To showcase the exceptional quality and robustness of our dataset, we compared it with previously published datasets. We carefully selected a validation set comprising 2119 images of UAV and satellite data from the region of Moxitaidi, while the remaining data were categorized into UAV and satellite classes and reconstituted as a training set. We obtained the RGB data from the Bijie Landslide Dataset58,59, which is a high-precision aerial imagery and interpretation dataset of landslide and debris flow disasters in Sichuan and surrounding areas (Sichuan and Surrounding Areas Landslide Dataset)60, HR-GLDD, which is a globally distributed high-resolution landslide dataset61,62, and Landslide4Sense63. To ensure consistency during training, we standardized the image to a resolution of 512 × 512 pixels.

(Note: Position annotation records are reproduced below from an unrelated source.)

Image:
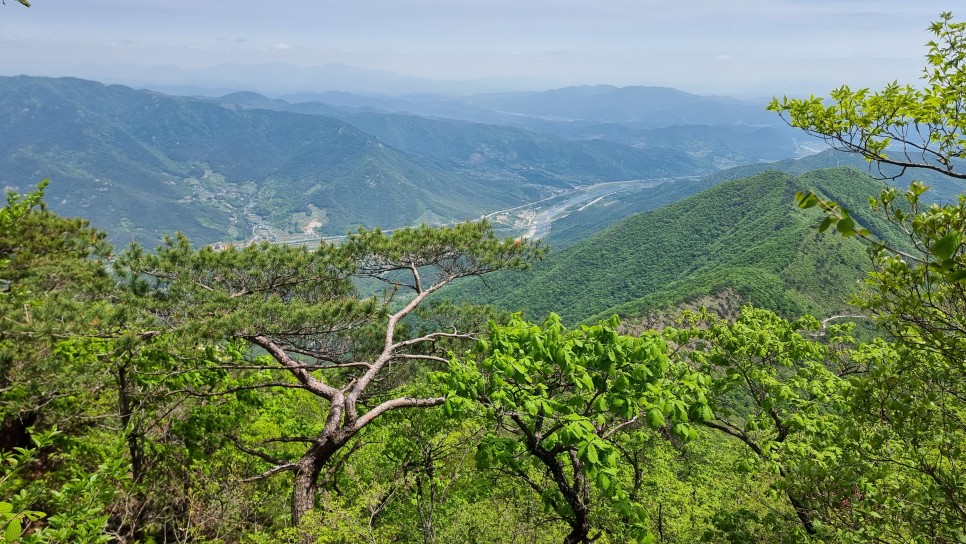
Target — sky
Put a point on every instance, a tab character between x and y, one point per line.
730	47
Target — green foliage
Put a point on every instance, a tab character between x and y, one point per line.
557	399
900	125
743	236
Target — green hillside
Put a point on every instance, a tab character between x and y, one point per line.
746	235
583	223
140	164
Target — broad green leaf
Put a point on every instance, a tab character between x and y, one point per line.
13	530
946	246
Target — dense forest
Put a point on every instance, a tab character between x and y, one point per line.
352	392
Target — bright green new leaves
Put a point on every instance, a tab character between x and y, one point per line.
774	387
557	398
900	125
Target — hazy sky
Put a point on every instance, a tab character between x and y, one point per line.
739	47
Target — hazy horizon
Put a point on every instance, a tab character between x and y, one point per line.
747	48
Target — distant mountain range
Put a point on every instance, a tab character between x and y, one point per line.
744	236
141	164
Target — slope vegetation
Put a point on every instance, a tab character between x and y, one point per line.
141	164
746	236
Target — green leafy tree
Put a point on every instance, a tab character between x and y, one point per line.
900	125
313	334
775	387
908	406
558	398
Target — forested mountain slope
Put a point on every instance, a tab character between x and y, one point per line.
141	164
745	235
583	223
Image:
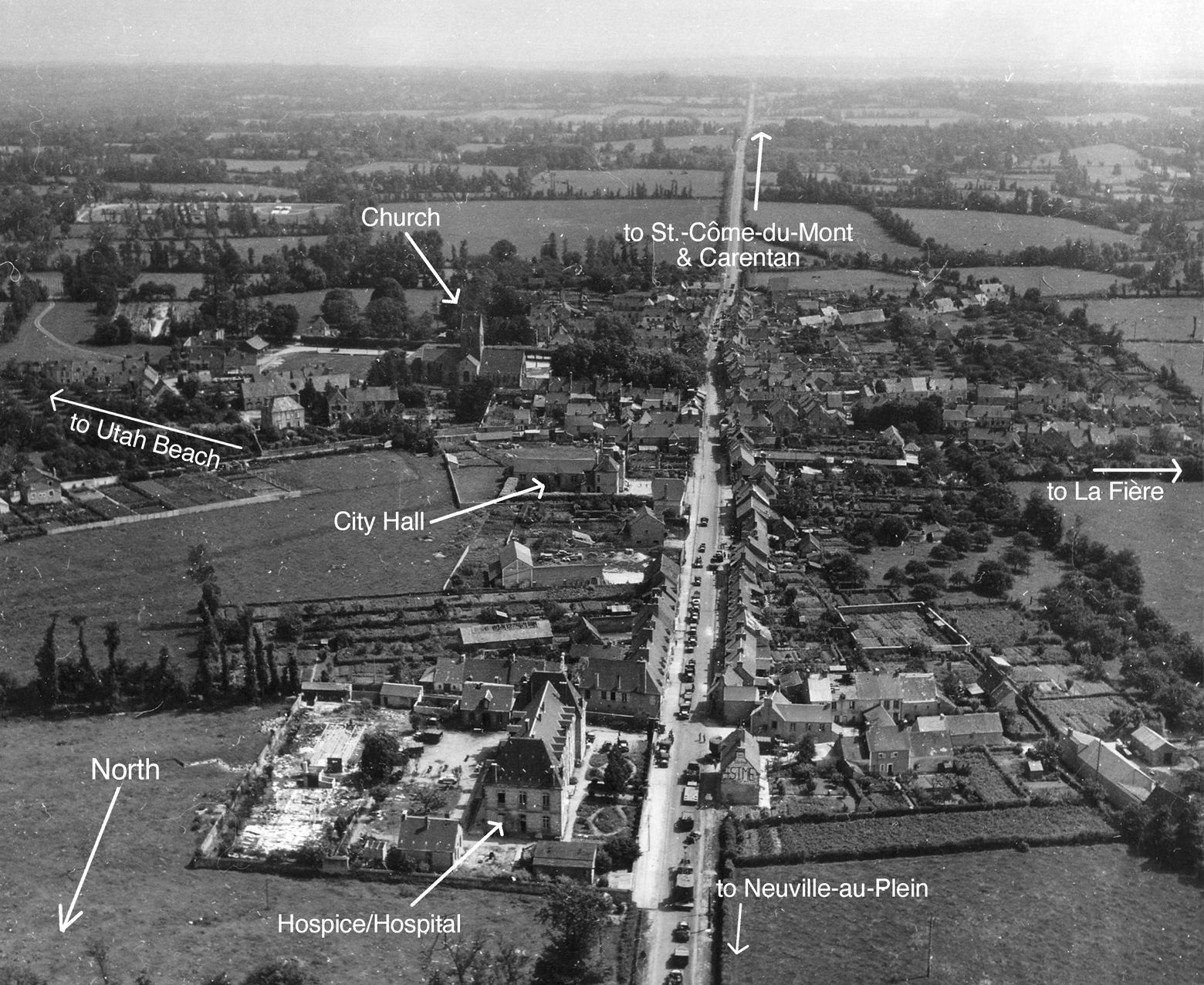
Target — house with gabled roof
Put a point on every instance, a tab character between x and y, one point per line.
525	784
487	705
644	529
429	845
1155	748
780	718
617	686
739	768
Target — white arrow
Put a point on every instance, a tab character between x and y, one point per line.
760	137
68	920
452	299
495	828
56	400
537	489
739	919
1178	470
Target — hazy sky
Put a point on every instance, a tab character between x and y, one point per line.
1135	39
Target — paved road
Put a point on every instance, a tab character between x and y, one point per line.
661	836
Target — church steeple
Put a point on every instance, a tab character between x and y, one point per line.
472	335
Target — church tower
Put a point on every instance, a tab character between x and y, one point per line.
472	335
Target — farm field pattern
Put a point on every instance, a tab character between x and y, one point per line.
993	913
1002	232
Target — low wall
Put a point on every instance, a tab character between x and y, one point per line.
496	884
243	791
71	486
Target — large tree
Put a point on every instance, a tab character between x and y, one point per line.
377	757
47	664
574	916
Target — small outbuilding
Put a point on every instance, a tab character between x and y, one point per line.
572	860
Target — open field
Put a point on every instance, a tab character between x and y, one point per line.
867	235
1096	154
251	164
266	553
1002	232
213	920
1072	916
232	191
309	303
922	834
528	223
262	245
466	170
644	144
1165	535
705	184
1051	282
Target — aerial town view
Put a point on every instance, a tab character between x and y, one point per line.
526	494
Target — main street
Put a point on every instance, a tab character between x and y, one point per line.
662	836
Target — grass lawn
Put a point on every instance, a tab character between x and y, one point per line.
273	552
139	897
68	325
1070	916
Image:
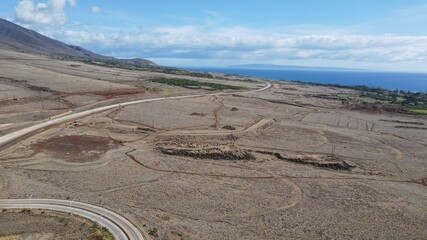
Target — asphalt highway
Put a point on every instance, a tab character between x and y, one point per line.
119	226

Table 7 presents our experimental results.

Table 7 Results of Dataset Comparison.

The data presented in this table reveals unexpected findings. Notably, the dataset encompassing Sichuan and its surrounding areas, despite comprising only 59 data samples, significantly outperforms the Bijie dataset, HR-GLDD and the dataset of the AI4RS group and provides a performance that approaches that of our SAT dataset in the Moxitaidi detection task. In comparison to the three other publicly available datasets, our dataset exhibits superior performance in terms of IoU, F1 score, and mIoU. These results highlight its exceptional capability in accurately identifying landslides within the designated task area. The exceptional training outcomes of the dataset for Sichuan and its surrounding areas can be attributed to several factors. First, the training set covers a geographically similar area to the verification set, both situated in Sichuan province, China. Second, the aerial images in the training set exhibit a commendable level of quality. Among the three datasets created the SAT+UAV dataset is notable, exhibiting impressive results that show the robustness of utilizing multisource data when managing unknown images. Moreover, a comparison between the UAV and SAT datasets reveals a positive correlation between the quality of the training set and the ability to identify landslides. Interestingly, despite the inferior quality of the SAT dataset in prior baseline analysis, this experiment yields results on par with those obtained with the superior Sichuan and Surrounding Areas Landslide Dataset. This suggests that the limitations of the satellite dataset primarily stem from the quality of the images themselves. It is imperative to emphasize that, for the datasets involved in this comparison, we solely employed RGB optical images for training, without incorporating additional data such as DEM data to aid in the training process. Despite containing a total of 1785 images, it is worth noting that the HR-GLDD dataset primarily consists of 1119 images allocated to the training set, while the remaining images are divided into test and verification sets.

Usage Notes

The CAS Landslide Dataset offers ultrahigh-resolution, multimodal, and diverse scenarios encompassing various terrains, climates, and vegetation changes. However, it is crucial to acknowledge its limitations. Specifically, the quantity of our dataset for deep learning tasks is still relatively small, and there are significant regional differences among certain subdatasets. These differences should be considered when training and utilizing the CAS Landslide Dataset to account for their potential impact on results. Furthermore, it is important to consider the limitations of the dataset, such as the spatial resolution ranging from 0.2–5 m and the data derived from SAT and UAV sources when interpreting results and evaluating the performance of the CAS Landslide Dataset.